EU-linked feed-in tariffs
could be cash bonanza for finance companies.
The UK government’s recent
announcement it will pay feed-in tariffs (FITs) to households and
small businesses that generate electricity from renewable sources
could make a business case for leasing, according to the UK’s
Finance and Leasing Association (FLA).
In a discussion paper based on Scottish research and
analysis provider Delta Energy & Environment for its Asset
finance for low-carbon equipment seminar (held last month in
London), the FLA suggested leasing could play a significant role in
the government’s ambitious low-carbon technology targets.
The FLA-Delta paper focuses on those assets
within the renewable energy technology sector that could be leased,
and also takes into account that lenders would need to have
reasonable returns and reasonable residual values at the end of the
term, and ultimately see it as a profitable business to enter.
A number of incentives – such as the FITs and
the proposed Renewable Heat Incentive, the Carbon Reduction
Commitment and incentives for electric vehicles – are all being
introduced by the UK government to encourage renewable energy
growth.
The FITs scheme will start from 1 April and is
specifically aimed at incentivising small-scale, low-carbon
electricity generation, as well encouraging decentralised energy
technologies (those close to energy consumers’ premises).
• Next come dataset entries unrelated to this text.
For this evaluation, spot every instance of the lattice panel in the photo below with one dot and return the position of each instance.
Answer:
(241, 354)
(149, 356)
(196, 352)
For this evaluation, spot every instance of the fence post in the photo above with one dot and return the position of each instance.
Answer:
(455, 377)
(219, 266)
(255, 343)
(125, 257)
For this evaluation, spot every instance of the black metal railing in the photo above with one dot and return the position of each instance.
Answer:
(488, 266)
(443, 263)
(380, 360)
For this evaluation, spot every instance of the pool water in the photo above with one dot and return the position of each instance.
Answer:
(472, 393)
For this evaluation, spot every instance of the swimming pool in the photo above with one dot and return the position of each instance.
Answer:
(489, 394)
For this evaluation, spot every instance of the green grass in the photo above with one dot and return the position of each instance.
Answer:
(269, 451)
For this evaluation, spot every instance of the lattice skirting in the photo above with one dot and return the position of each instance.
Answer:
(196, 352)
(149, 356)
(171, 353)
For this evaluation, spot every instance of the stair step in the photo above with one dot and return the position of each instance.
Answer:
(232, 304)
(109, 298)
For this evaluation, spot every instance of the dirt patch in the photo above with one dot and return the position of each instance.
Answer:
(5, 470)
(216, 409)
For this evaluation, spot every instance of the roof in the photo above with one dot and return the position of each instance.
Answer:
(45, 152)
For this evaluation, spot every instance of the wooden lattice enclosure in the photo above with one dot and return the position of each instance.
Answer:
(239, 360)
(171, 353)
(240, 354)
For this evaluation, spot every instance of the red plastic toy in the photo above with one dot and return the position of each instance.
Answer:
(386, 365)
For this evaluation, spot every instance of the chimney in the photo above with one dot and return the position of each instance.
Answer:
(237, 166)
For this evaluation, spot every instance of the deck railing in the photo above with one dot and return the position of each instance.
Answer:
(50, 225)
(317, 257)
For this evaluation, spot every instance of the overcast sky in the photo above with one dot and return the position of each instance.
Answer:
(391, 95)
It was first envisaged in the Energy Act 2008,
part of the UK legislation on renewable energy alongside the
Climate Change Act 2008, and in line with overall EU targets of
having a 20 percent share of energy from renewable sources by
2020.
Last year, the EU also approved a directive
establishing a common framework for the production and promotion of
energy from renewable energy sources, whose deadline for being
transposed in the member states is December 2010.
The FLA discussion paper suggests that with
the new FITs, leasing low-carbon energy equipment is now beginning
to appear feasible to many businesses for the first time.
A FLA spokesperson explained: “If you consider
this feed-in tariff, so that effectively there is an additional
revenue steam to add to the equation, we have drawn the conclusion
that low-carbon technology becomes a viable option.”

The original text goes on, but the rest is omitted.